Der Gringaschmetterling piepst sich transatlantisch-binär meinen Blackberry. Seit Monaten habe ich sie nicht mehr vor mir gesehen. Aber ganz knapp, ist sie mehr als nur ein verblassender Traum. Sie ist eine Erinnerung. Eine Erinnerung mit Möglichkeiten. Item, jetzt liegt eine Andere auf dem Sofa. Wieder angelsächsische Herkunft. Im frühmorgendlichen Bollwerk-Kapitel meint Sie I could love you, but just that you know, in the end I will always choose disco. Denise-Biellmannig dreht sie ihre Runden. Schnell, ein tanzendes Lauffeuer, mit Lächeloption und Pferdeschwanz. Dabei strahlt sie mehr Wärme aus als ich. Innere Unzufriedenheit aka melancholische Trunkenheit. Später über den nächtlichen Bahnhofplatz zum Monbijou. Auf der Höhe Hirschengraben plötzlich: der versöhnliche Nachthimmel. Sie spuckt auf den Kiesboden. Ich: Was soll ich bloss von Dir halten? Sie: Du kannst mich halten für was Du willst. Solange Du mich im Arm hältst. – Später lasse ich sie haltlos auf dem Sofa Typ Pedro schlafen. Denn schlafen lohnt sich auch dann noch, wenn mensch denkt es lohnt sich längst nicht mehr. Nach Sonnenaufgang trinken wir Katerkafi, ich erzähle Schmetterlingsgeschichten und sie meint Liebeskummer ist Luxus, Honey. Ich nicke und esse eine unberechenbare Kiwi. Postduschig legt sie sich auf den Pedro und lackiert sich die Fussnägel. Ich lese Zeitung.
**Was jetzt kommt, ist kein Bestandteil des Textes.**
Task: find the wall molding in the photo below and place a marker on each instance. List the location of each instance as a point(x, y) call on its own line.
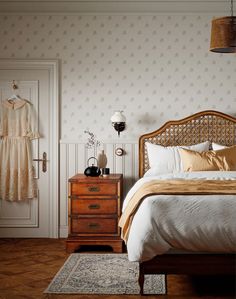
point(110, 6)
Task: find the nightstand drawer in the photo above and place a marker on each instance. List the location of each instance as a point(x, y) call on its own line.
point(93, 206)
point(94, 225)
point(93, 189)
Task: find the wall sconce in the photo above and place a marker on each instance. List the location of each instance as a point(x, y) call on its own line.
point(223, 34)
point(118, 121)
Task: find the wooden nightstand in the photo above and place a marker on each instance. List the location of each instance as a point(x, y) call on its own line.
point(94, 211)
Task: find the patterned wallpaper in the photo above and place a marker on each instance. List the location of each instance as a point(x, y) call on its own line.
point(153, 67)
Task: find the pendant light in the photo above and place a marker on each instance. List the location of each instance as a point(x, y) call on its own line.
point(223, 34)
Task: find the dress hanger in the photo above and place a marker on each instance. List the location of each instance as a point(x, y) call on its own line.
point(14, 97)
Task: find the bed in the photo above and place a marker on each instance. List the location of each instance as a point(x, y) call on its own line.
point(219, 130)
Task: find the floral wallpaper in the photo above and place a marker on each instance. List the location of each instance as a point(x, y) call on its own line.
point(153, 67)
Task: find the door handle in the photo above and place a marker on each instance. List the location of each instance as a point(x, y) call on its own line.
point(44, 160)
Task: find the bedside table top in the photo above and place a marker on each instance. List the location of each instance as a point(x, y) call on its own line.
point(79, 177)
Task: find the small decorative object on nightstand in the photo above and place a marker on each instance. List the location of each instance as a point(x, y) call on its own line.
point(94, 211)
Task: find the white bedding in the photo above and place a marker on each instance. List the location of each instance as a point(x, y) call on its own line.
point(194, 223)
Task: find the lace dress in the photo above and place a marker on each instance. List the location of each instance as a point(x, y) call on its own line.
point(17, 129)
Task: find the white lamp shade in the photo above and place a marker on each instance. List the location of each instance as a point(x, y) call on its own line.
point(118, 117)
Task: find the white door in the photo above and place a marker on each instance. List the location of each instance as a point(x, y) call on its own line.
point(36, 217)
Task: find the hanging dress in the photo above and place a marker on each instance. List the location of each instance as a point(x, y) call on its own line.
point(18, 127)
Sie schläft ein. Der Lack trocknet. Ich wasche unsere Kleider. Sie trägt Interimskleider aus meinem Schrank. Ich stehe vor der Waschmaschine und denke: Gibt es etwas längeres als die letzte Waschmaschinenminute? Später schlafen wir wieder. Sie ist jetzt in meinem Bett. Aber bloss freundschaftlich orientiert. Das Hirschengrabenspucken irritiert mich zu sehr. Und sie mag mich nicht mit einem Blackberry teilen. Item. Ich mag sie, denn die Hirschengrabenspuckerin mit dem Pferdeschwanz ist keine Trendschlampe.